Una legge assente e il caos delle commissioni locali

Attualmente in Italia manca una normativa chiara e uniforme per il rilascio o il rinnovo della patente ai pazienti oncologici. La decisione sull’idoneità alla guida spetta alle singole Commissioni Mediche Locali, che però applicano criteri disomogenei sul territorio. Questa situazione crea profonde disparità: un paziente in remissione, pienamente capace di guidare, potrebbe ricevere un diniego in una provincia e un’approvazione in un’altra. I relatori hanno sottolineato come questa discrezionalità violi il principio di uguaglianza, costringendo persone già provate da cure e sacrifici ad affrontare ulteriore burocrazia e costi per dimostrare un’idoneità che la medicina ha già certificato.

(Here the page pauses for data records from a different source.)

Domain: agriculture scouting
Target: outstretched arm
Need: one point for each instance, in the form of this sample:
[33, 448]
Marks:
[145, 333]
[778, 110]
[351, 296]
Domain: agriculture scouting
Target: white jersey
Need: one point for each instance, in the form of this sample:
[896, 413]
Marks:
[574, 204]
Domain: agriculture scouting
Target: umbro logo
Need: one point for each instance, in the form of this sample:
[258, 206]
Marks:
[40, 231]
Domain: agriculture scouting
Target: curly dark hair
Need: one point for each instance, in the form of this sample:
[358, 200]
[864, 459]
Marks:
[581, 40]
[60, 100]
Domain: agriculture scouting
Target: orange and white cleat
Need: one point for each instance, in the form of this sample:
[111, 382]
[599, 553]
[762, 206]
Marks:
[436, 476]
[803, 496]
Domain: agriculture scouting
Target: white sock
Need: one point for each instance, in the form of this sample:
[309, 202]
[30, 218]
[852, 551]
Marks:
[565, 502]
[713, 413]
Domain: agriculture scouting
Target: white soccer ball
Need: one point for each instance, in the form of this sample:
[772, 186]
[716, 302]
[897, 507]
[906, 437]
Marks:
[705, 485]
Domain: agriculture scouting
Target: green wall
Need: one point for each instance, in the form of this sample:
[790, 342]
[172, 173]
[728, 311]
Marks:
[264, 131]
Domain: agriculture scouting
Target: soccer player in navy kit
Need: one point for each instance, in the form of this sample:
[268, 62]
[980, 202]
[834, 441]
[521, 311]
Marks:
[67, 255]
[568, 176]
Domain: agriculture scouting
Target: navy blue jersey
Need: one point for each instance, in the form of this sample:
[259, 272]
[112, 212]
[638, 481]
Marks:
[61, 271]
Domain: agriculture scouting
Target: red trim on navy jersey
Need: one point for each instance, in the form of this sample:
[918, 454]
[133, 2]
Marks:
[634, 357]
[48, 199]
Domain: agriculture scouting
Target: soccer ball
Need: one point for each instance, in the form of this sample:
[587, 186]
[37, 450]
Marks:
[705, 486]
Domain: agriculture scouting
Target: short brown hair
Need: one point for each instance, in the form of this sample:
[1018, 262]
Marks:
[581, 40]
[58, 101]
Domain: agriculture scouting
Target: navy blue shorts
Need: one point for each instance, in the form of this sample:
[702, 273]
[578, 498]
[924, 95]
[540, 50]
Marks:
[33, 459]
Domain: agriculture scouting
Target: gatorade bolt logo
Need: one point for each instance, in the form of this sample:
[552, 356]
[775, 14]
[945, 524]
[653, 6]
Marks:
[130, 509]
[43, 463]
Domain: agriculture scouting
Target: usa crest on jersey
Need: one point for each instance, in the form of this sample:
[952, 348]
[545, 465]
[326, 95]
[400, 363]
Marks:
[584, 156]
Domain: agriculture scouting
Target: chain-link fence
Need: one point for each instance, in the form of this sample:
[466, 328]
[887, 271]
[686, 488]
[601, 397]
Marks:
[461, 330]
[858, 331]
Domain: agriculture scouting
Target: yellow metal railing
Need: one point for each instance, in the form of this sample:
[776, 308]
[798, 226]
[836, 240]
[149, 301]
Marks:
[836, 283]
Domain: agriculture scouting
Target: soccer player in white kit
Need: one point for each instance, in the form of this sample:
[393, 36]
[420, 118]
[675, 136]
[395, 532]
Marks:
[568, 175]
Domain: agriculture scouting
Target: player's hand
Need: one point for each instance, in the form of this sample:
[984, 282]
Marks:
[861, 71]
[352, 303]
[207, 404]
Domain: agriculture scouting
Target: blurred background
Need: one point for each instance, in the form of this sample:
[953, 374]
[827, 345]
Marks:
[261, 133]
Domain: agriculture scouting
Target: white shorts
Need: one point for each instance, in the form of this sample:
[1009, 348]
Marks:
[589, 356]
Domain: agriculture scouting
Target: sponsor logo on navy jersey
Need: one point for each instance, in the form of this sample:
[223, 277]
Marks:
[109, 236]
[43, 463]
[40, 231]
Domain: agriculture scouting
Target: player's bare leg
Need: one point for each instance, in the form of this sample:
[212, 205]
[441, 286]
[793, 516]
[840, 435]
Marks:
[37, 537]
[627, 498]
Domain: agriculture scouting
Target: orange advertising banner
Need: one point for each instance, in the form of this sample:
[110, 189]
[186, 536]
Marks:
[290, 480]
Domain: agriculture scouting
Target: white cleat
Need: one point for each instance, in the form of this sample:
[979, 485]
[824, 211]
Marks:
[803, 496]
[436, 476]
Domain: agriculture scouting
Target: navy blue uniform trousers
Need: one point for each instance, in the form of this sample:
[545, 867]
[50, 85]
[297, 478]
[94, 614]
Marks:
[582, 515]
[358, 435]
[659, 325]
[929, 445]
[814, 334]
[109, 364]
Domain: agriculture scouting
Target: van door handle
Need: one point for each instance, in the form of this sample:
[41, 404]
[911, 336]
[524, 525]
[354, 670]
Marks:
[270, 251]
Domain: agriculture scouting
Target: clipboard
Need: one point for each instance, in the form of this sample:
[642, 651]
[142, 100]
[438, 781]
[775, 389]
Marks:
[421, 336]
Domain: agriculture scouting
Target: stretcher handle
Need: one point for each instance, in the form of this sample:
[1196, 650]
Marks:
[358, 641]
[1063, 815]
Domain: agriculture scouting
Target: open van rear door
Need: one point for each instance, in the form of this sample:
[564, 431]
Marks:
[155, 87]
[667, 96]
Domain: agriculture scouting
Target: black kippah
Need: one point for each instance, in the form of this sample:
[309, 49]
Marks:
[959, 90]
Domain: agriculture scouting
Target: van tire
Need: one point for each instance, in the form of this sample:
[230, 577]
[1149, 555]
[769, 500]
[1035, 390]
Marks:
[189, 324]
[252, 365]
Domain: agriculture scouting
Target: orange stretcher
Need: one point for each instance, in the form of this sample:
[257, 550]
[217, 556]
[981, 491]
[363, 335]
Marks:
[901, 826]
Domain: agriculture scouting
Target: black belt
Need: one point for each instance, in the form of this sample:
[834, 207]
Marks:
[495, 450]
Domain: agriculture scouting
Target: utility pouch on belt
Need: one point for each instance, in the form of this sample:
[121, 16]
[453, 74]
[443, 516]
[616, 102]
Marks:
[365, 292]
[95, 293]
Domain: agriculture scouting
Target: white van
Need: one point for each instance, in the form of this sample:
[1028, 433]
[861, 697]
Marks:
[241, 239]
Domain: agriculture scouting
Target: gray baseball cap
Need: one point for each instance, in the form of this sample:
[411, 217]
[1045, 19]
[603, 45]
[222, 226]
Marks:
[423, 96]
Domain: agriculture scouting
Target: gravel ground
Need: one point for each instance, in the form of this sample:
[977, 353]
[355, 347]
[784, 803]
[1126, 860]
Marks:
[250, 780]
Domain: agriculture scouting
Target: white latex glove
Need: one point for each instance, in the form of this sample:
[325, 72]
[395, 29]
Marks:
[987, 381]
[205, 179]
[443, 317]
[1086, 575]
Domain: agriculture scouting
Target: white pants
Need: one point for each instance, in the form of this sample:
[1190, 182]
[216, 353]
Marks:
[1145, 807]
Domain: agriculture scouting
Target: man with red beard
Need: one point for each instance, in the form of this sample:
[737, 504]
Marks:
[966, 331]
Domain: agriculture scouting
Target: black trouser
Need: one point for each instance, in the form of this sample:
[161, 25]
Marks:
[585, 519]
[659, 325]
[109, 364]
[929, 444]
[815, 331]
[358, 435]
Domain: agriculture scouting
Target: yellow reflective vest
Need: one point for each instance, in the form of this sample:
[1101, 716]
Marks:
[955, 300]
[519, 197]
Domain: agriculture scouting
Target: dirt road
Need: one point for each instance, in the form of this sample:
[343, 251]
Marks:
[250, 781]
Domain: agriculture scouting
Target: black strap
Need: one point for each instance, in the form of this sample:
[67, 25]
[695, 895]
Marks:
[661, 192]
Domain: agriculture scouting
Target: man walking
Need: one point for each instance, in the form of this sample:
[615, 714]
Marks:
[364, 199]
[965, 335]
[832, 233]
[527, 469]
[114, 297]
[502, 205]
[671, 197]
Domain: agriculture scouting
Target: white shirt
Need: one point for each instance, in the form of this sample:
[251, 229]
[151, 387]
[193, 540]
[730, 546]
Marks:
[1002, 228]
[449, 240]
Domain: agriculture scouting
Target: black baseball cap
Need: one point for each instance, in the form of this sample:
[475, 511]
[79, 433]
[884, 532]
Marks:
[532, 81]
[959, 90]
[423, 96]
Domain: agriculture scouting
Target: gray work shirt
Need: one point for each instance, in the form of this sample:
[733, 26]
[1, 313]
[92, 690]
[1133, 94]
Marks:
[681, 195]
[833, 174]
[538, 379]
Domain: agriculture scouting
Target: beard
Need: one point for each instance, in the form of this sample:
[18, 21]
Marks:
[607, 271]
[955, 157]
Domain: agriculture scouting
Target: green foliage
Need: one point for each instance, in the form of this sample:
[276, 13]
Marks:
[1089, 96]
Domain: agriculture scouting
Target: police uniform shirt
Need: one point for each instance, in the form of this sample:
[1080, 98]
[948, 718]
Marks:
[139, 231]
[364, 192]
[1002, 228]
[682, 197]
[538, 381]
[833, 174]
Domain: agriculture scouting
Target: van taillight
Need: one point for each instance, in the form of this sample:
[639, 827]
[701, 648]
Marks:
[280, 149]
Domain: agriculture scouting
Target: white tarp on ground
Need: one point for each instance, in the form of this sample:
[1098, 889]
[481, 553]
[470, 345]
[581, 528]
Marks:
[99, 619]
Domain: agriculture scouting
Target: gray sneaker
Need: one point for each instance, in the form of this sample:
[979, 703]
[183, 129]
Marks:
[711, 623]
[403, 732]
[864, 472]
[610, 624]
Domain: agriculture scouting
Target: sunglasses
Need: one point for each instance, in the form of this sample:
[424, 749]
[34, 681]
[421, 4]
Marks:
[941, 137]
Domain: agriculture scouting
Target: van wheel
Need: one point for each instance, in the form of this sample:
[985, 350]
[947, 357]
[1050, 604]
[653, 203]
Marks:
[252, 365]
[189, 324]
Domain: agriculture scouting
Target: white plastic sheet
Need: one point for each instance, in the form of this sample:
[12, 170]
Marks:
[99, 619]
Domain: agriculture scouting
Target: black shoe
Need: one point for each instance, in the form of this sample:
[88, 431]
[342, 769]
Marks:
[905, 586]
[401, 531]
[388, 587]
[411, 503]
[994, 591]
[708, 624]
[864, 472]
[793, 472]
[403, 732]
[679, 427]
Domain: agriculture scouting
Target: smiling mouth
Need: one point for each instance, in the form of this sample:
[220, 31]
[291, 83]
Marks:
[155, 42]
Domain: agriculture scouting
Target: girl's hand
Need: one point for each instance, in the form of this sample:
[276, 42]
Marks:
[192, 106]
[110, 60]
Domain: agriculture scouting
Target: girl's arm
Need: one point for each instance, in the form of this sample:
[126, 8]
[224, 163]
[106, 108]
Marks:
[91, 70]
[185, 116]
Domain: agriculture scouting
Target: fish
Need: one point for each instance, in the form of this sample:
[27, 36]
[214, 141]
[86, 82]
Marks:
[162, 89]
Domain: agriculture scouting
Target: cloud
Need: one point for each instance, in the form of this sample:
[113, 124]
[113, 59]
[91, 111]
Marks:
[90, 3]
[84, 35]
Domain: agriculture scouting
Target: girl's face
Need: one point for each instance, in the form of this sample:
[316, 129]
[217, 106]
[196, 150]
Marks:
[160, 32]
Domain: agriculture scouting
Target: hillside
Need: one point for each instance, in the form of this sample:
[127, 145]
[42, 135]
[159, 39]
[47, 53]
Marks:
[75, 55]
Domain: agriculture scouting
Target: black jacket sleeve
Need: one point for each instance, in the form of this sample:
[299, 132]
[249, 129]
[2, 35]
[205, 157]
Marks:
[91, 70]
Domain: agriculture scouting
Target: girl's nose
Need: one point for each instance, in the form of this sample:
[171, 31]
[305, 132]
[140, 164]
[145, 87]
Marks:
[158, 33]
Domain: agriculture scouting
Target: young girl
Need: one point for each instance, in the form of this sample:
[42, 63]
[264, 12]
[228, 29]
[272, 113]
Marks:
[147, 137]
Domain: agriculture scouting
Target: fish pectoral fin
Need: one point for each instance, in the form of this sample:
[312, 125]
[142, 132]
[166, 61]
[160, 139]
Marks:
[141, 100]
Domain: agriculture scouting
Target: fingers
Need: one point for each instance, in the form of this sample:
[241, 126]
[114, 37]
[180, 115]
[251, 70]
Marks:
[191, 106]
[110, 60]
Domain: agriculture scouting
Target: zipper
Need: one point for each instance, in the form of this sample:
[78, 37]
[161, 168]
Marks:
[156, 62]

Il diritto alla mobilità e la richiesta di riforma

Il dibattito ha evidenziato come il diritto alla mobilità sia cruciale per la qualità della vita e la dignità personale. Limitare la guida senza basi scientifiche fondate colpisce la libertà e l’inclusione sociale. Il Presidente SIMCe, Giorgio Ruggeri, ha affermato: “la medicina moderna consente oggi a migliaia di pazienti di tornare a una vita piena e attiva. È inaccettabile che la legge resti ferma a logiche di esclusione e sospetto.” Al confronto istituzionale hanno partecipato figure chiave come l’On. Fabio Rampelli, Vice Presidente della Camera, l’On. Enzo Amich della Commissione Trasporti, l’Ing. Gaetano Servedio (Motorizzazione Civile), Francesco Osquino (UNASCA), Lucia Vecere (ACI) e Vincenzo Farabella (FISH). Tutti hanno concordato sulla necessità di un quadro normativo certo e aggiornato ai progressi terapeutici, che non discrimini i cittadini guariti dal cancro.

Verso una proposta condivisa

L’On. Rampelli ha ricordato che “la sicurezza stradale e la tutela della salute non siano obiettivi in contrasto”. La SIMCe si è impegnata a presentare al prossimo Congresso nazionale una bozza di linee guida per superare la discrezionalità attuale, puntando a un sistema trasparente e digitalizzato. L’incontro alla Camera dei Deputati (Via della Missione 4, Roma) segna un passo importante. Come emerso in chiusura: “la patente non è solo un documento, ma uno strumento di libertà. Restituirla a chi ha vinto la malattia significa riconoscere pienamente il suo diritto di tornare alla vita.”